The tomb underwent an extensive, "radical" renovation in 1909, in which its stones were replaced. Up to 1930, the mosque held a beard that allegedly had belonged to Muhammad. On religious occasions, visitors would kiss the beard three times and then place it to their foreheads. This relic was stolen on 27 November 1930.

The mosque was bombed three times during the Cypriot intercommunal violence. The first bombing took place on the night of 24 March 1962 and was at the time blamed on Greek Cypriot EOKA. This provoked Turkish Cypriots to demonstrate throughout the island and escalated the tensions between the two communities. Left-wing Turkish Cypriot journalists Ahmet Muzaffer Gürkan and Ayhan Hikmet writing for the local newspaper Cumhuriyet wrote that the bombing was carried out by the Turkish Resistance Organisation on 23 April 1962 and later met with Polycarpos Georgadjis, Greek Cypriot Minister of the Interior.

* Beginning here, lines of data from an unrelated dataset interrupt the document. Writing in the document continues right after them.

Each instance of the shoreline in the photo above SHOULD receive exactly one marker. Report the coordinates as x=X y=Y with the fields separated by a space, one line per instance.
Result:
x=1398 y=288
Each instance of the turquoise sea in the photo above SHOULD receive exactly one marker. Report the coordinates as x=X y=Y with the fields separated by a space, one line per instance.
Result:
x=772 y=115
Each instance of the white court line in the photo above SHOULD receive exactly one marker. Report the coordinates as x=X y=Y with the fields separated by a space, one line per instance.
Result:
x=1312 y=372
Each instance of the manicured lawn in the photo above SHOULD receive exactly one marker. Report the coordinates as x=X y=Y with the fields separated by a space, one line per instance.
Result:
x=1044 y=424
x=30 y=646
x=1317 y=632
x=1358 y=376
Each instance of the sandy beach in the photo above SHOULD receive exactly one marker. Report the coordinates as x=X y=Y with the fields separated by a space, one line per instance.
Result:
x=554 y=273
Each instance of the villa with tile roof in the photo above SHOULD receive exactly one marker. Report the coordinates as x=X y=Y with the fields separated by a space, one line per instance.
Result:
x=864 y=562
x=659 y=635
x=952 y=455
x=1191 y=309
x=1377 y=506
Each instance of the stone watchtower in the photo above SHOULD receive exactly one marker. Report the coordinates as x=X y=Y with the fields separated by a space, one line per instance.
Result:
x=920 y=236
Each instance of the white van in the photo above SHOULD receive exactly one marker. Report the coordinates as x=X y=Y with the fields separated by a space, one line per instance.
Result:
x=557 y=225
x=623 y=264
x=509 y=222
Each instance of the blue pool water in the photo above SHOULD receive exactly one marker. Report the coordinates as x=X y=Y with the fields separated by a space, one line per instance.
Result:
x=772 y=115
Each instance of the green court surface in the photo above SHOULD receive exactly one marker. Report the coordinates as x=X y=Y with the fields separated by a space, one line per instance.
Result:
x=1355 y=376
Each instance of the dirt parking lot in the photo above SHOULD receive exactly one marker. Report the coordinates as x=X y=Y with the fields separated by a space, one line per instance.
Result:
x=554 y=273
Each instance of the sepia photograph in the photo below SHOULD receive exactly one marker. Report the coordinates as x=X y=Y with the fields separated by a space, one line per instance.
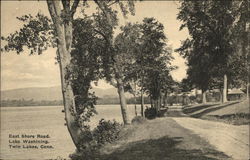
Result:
x=125 y=80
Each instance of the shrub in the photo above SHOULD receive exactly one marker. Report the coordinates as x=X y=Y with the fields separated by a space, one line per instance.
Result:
x=138 y=120
x=92 y=141
x=106 y=131
x=150 y=113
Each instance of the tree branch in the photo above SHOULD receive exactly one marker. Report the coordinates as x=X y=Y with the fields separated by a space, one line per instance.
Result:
x=74 y=7
x=66 y=5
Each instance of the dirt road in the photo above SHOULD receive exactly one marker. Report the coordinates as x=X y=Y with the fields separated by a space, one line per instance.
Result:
x=230 y=139
x=162 y=139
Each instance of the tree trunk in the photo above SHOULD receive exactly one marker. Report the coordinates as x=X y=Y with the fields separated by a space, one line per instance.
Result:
x=64 y=41
x=120 y=89
x=204 y=99
x=247 y=90
x=142 y=104
x=165 y=101
x=225 y=89
x=221 y=95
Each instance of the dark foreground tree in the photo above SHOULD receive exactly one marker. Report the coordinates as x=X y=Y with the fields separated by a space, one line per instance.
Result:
x=34 y=36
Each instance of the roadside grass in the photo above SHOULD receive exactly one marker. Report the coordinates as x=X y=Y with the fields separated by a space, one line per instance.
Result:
x=160 y=139
x=236 y=113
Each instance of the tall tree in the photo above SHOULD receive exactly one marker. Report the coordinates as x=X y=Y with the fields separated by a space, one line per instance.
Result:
x=210 y=24
x=33 y=36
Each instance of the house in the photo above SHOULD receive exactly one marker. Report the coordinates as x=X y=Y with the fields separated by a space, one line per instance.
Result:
x=235 y=94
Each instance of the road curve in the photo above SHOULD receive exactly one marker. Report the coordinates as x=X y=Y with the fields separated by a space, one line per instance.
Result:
x=230 y=139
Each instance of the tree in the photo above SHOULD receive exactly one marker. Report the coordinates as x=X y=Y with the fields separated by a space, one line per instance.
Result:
x=210 y=24
x=155 y=59
x=36 y=39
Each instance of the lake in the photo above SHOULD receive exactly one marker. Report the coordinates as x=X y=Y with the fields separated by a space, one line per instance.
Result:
x=44 y=121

They were assassinated the same day. In 2010, Sabri Yirmibeşoğlu, a retired Turkish general, said that they had bombed a mosque in Cyprus to inflame inter-communal tensions, which was suspected to be the Bayraktar Mosque by Turkish press. The bombing created a hole in the minaret. The mosque was repaired and its reopening took place on 25 December 1962.

On 26 January 1963, a second bombing occurred, which severely damaged the minaret. The minaret was reportedly in the danger of collapse.

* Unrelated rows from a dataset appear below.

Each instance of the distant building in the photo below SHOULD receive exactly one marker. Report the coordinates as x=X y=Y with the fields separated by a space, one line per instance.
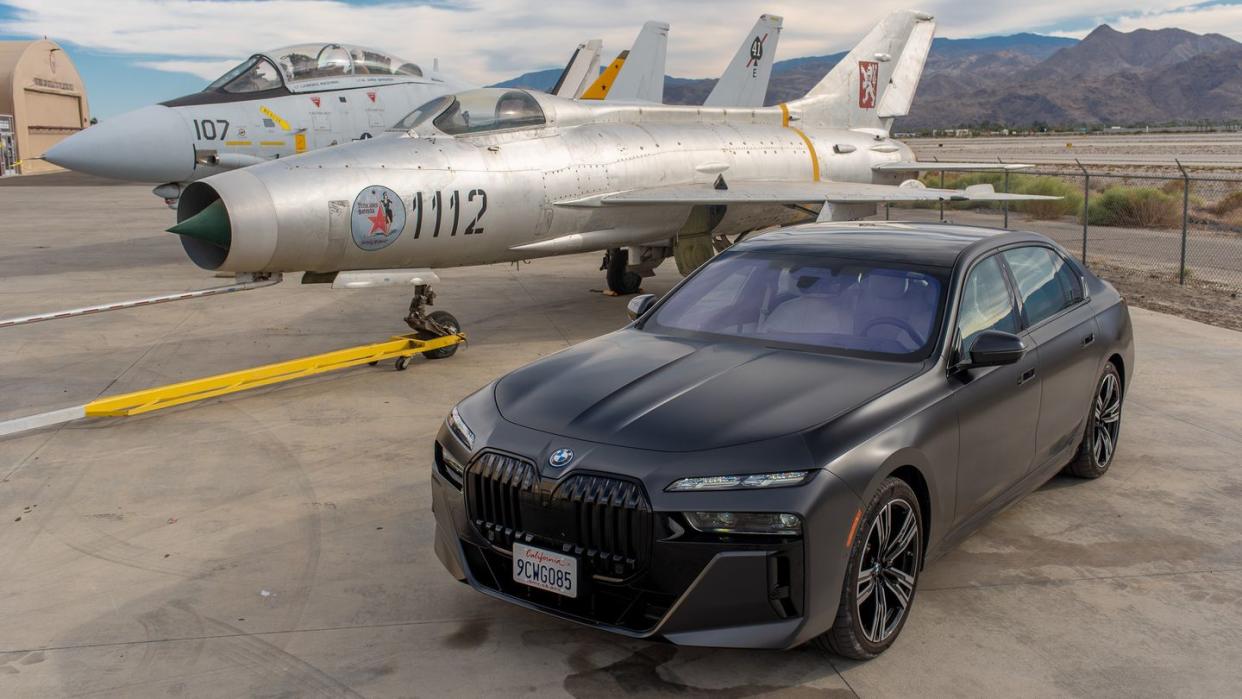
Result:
x=44 y=94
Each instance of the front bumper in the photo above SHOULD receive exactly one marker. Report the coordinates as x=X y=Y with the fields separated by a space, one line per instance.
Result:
x=684 y=587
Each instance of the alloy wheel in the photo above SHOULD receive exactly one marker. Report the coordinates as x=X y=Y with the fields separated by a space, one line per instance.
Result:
x=888 y=569
x=1108 y=420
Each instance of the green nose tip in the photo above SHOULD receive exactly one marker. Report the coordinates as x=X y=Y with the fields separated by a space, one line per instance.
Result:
x=210 y=225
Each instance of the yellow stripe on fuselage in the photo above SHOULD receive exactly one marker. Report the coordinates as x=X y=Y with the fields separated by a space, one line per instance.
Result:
x=810 y=147
x=599 y=90
x=275 y=117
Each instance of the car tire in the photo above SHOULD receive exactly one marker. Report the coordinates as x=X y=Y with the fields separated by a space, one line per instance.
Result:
x=866 y=625
x=1103 y=427
x=447 y=322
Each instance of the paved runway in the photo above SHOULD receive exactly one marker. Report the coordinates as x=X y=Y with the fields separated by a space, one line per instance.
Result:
x=280 y=544
x=1207 y=150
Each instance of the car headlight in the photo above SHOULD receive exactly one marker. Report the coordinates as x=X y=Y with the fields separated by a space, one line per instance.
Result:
x=458 y=426
x=783 y=524
x=779 y=479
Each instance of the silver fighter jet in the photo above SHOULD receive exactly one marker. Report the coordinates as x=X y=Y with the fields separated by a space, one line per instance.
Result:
x=493 y=175
x=273 y=104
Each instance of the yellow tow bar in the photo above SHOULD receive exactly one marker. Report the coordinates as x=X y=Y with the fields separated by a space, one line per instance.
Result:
x=400 y=348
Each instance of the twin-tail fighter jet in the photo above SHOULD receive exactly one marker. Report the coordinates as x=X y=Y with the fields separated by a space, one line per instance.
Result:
x=493 y=175
x=290 y=101
x=273 y=104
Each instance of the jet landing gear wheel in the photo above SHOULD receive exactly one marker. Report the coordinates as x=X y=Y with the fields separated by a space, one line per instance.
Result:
x=429 y=325
x=621 y=281
x=1103 y=427
x=882 y=575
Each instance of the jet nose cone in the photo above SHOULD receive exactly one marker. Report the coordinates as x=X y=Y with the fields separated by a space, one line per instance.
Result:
x=153 y=144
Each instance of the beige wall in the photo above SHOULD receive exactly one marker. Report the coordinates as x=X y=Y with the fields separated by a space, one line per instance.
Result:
x=42 y=90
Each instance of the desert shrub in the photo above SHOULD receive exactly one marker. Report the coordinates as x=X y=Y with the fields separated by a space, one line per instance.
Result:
x=1140 y=207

After Bloody Christmas, on 23 January 1964, a third bombing occurred at around 21:00 local time. The minaret was entirely demolished in the explosion. Ömeriye Mosque was bombed and severely damaged at the same time. Samuel Hardy, a specialist on art theft, lists the destruction of Bayraktar Mosque among ethnically-based incidents of intentional damage to cultural heritage during the Cypriot conflict.

In February 1975, when UNESCO officials visited the mosque, they reported it to have been "totally vandalised", with "the minaret pulled down, the windows blocked, the roof in a state of collapse". By September 1975, the building had been restored except for the minaret that was being rebuilt. In 1985, the minaret was still under construction. In 1990, the mosque was restored and in 2003 it was opened to worship.

== Architecture ==
The mosque has a rectangular plan along a northwestern-southeastern alignment. The entrance is through a sharp pointed arch above which the inscription detailing the repair is located. The corner near the entrance is divided from the rest of the building to make a tomb, and from the tomb towards the opposite side, another wall is placed to create another room for visits to the tomb. A three-arched narthex is present at the front. The minaret is placed next to the wall of the tomb.